AWS Certified Machine Learning – Specialty — Question 117
A company that promotes healthy sleep patterns by providing cloud-connected devices currently hosts a sleep tracking application on AWS. The application collects device usage information from device users. The company's Data Science team is building a machine learning model to predict if and when a user will stop utilizing the company's devices. Predictions from this model are used by a downstream application that determines the best approach for contacting users.
The Data Science team is building multiple versions of the machine learning model to evaluate each version against the company's business goals. To measure long-term effectiveness, the team wants to run multiple versions of the model in parallel for long periods of time, with the ability to control the portion of inferences served by the models.
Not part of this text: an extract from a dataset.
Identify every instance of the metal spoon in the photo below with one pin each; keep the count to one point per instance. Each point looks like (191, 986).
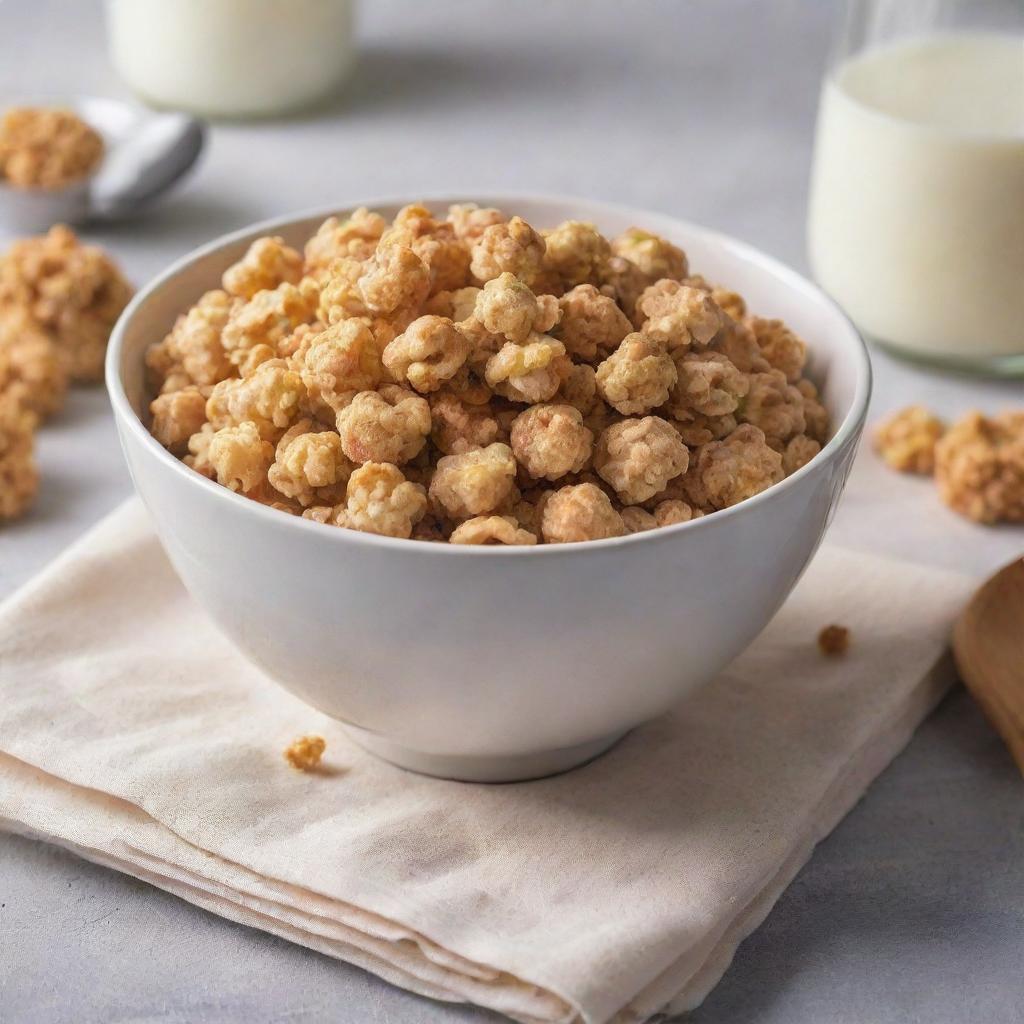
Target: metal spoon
(146, 154)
Which solution satisfies these requirements with MINIMAL effort?
Answer options
- A. Build and host multiple models in Amazon SageMaker. Create multiple Amazon SageMaker endpoints, one for each model. Programmatically control invoking different models for inference at the application layer.
- B. Build and host multiple models in Amazon SageMaker. Create an Amazon SageMaker endpoint configuration with multiple production variants. Programmatically control the portion of the inferences served by the multiple models by updating the endpoint configuration.
- C. Build and host multiple models in Amazon SageMaker Neo to take into account different types of medical devices. Programmatically control which model is invoked for inference based on the medical device type.
- D. Build and host multiple models in Amazon SageMaker. Create a single endpoint that accesses multiple models. Use Amazon SageMaker batch transform to control invoking the different models through the single endpoint.
Correct answer: B
Explanation
Option B is correct because it allows the Data Science team to create an endpoint configuration with multiple production variants, enabling them to control the inference distribution easily and efficiently. Option A requires creating separate endpoints, which increases management complexity and effort. Option C does not address the requirement of running multiple versions in parallel, as it focuses on model selection based on device type. Option D involves batch processing, which is not suitable for real-time inference control.